ジフェニルアルシン酸の健康影響に関する調査研究結果を公表

健康・化学物質 有害物質/PRTR】 【掲載日】2006.11.29 【情報源】環境省/2006.11.22 発表

 有機ヒ素化合物・ジフェニルアルシン酸(DPAA)とその関連物質の健康影響に関する調査研究を進めてきた環境省は、平成18年11月22日までにこれまでの研究成果をまとめ、公表した。
 環境省の調査研究は、茨城県神栖市の井戸水から高濃度のジフェニルアルシン酸が検出された問題に関連してスタートしたもので、毒性研究班、臨床研究班、分析研究班、疫学研究班、サポート研究班の5班体制で進められてきた。
 このうち毒性研究班では、ジフェニルアルシン酸の体内動態、代謝、作用する生体物質、毒性発現機構などを解明するため、実験動物や培養細胞を利用した研究を進め、ジフェニルアルシン酸の生体への吸収率が高く、特に脳への分布が比較的高いことをラットを使った代謝過程研究で解明したほか、培養ヒト肝細胞を使った実験で、細胞内グルタチオンがジフェニルアルシン酸と反応して複合体を作った場合、強い細胞毒性を示すことをあきらかにした。

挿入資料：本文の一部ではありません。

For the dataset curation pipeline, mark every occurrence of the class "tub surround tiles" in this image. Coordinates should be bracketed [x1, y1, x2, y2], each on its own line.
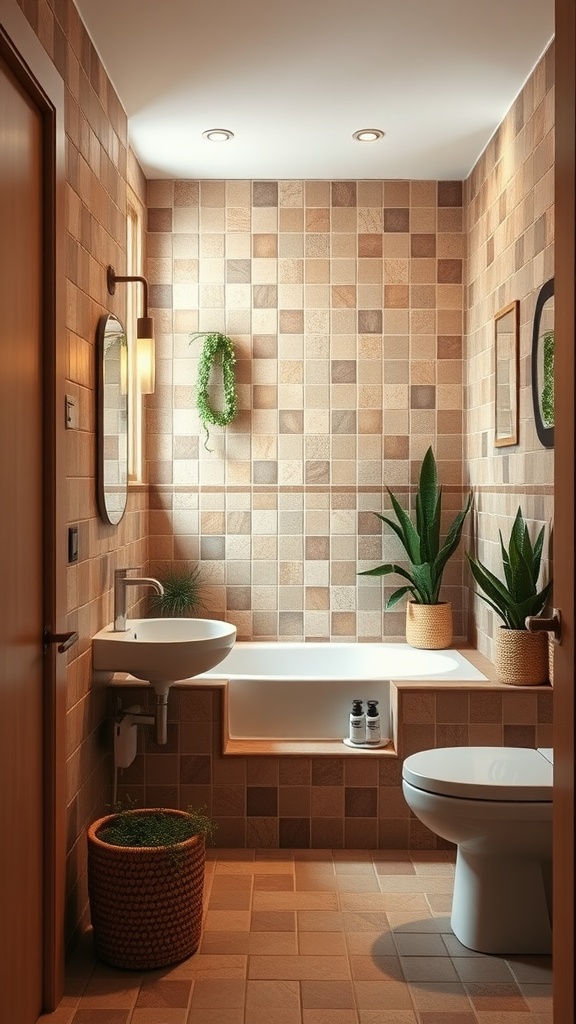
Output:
[147, 181, 466, 640]
[110, 683, 552, 856]
[51, 849, 551, 1024]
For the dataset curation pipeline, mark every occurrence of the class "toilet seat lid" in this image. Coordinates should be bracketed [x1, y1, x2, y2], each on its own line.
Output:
[402, 746, 553, 803]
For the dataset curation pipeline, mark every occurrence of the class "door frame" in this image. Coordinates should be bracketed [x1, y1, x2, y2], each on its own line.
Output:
[0, 0, 67, 1012]
[552, 0, 576, 1024]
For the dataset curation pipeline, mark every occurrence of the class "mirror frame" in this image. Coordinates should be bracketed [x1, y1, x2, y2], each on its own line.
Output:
[494, 299, 520, 447]
[96, 313, 128, 526]
[532, 278, 554, 447]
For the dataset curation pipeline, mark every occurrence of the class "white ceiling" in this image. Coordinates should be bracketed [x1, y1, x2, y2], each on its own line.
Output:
[76, 0, 553, 179]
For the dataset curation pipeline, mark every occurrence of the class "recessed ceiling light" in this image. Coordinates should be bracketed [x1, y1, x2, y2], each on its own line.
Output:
[352, 128, 384, 142]
[202, 128, 234, 142]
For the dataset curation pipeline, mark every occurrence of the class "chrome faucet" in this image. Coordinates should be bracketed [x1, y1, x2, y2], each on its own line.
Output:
[114, 568, 164, 633]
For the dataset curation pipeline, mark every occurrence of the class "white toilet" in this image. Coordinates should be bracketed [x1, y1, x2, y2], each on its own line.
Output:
[402, 746, 553, 954]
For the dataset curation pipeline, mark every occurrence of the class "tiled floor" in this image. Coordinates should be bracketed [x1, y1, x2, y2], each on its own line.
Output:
[41, 850, 552, 1024]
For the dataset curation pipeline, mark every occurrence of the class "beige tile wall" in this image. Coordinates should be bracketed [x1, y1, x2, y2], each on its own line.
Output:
[147, 181, 464, 640]
[464, 44, 554, 657]
[15, 0, 148, 939]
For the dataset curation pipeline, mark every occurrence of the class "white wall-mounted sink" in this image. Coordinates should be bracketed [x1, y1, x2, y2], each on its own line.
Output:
[92, 618, 236, 687]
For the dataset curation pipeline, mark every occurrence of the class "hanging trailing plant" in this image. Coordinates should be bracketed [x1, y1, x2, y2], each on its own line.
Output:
[191, 331, 238, 451]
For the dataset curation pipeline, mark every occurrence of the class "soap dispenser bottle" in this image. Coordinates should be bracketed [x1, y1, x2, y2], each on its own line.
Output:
[348, 700, 366, 743]
[366, 700, 382, 746]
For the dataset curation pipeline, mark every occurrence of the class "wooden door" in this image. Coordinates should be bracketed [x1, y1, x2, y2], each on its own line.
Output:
[0, 60, 44, 1024]
[553, 0, 576, 1024]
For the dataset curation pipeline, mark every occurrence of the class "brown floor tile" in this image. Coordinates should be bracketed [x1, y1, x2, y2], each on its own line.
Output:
[208, 889, 252, 912]
[245, 1007, 302, 1024]
[248, 956, 349, 981]
[136, 978, 192, 1009]
[248, 932, 298, 956]
[336, 871, 380, 893]
[464, 982, 530, 1013]
[394, 932, 446, 956]
[187, 978, 246, 1010]
[414, 1010, 473, 1024]
[298, 932, 346, 956]
[296, 910, 344, 932]
[187, 1007, 244, 1024]
[174, 954, 249, 978]
[354, 981, 412, 1010]
[349, 955, 405, 981]
[254, 874, 294, 892]
[410, 982, 472, 1014]
[246, 980, 300, 1010]
[252, 892, 336, 910]
[401, 956, 459, 983]
[344, 932, 397, 956]
[197, 929, 250, 956]
[204, 910, 250, 932]
[359, 1010, 418, 1024]
[300, 981, 355, 1010]
[250, 910, 296, 932]
[130, 1007, 188, 1024]
[452, 956, 515, 985]
[302, 1008, 358, 1024]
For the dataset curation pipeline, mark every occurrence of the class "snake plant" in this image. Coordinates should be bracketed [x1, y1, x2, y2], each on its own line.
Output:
[466, 507, 552, 630]
[358, 447, 471, 608]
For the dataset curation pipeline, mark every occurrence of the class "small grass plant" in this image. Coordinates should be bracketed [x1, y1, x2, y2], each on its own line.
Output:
[98, 805, 215, 847]
[150, 564, 204, 618]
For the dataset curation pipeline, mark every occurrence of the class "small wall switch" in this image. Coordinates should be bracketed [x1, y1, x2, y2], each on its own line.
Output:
[68, 526, 78, 565]
[66, 394, 78, 430]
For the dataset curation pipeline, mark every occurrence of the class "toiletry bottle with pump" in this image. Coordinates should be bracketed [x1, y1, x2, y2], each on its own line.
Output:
[366, 700, 382, 745]
[348, 700, 366, 743]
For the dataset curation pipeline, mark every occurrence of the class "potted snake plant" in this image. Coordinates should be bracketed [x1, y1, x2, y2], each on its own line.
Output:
[466, 507, 552, 686]
[359, 446, 471, 650]
[87, 807, 214, 970]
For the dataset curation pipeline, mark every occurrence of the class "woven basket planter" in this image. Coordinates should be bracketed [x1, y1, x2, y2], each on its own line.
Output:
[406, 601, 452, 650]
[87, 809, 206, 970]
[495, 626, 548, 686]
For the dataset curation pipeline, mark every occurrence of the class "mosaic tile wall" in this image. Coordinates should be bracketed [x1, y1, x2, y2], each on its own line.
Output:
[15, 0, 148, 939]
[147, 181, 464, 640]
[464, 44, 554, 657]
[110, 687, 552, 849]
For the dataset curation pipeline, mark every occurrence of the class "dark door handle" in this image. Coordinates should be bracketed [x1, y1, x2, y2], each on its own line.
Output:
[525, 608, 562, 643]
[44, 626, 78, 654]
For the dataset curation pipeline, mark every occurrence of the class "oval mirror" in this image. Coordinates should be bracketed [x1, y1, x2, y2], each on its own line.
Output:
[532, 278, 554, 447]
[96, 313, 128, 526]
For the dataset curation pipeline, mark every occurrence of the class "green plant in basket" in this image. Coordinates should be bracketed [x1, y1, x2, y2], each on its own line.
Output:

 また臨床研究班では、ジフェニルアルシン酸にさらされた人に対し、単光子放出断層撮影法(SPECT)検査を実施し、成人では小脳の血流低下がばく露後1〜2年以降から徐々に改善されるものの、小児では小脳、内側側頭葉、後頭葉で血流低下が持続する症例が見られ、精神運動発達遅滞が持続する症例も認められたという報告をまとめた。
 さらに分析研究班では、試料の測定手法確立に向けた前処理法の研究、ジフェニルアルシン酸とその関連物質、モノフェニルアルソン酸(MPAA)、フェニルメチルアルシン酸(PMAA)同時分析が可能な新分離、検出条件を検討。
 疫学班では、ジフェニルアルシン酸にさらされたことによる中長期的な健康影響の有無を明らかにするため、医療手帳を交付された健康被害救済事業の対象者を対象に追跡研究に着手した。
 このほか医療手帳交付者が日常生活を営む上での問題点把握と改善のための支援策を検討することを目的に設置されたサポート研究班では、医療手帳交付者を対象にしたアンケート調査を実施し、子供のいるの世帯の多くで「子供の体調不良」、「保護者の精神・心理面での問題」、「子供の精神・心理面での問題(元気がない、落ちつかないなど)」がが選択されていることを把握したとしている。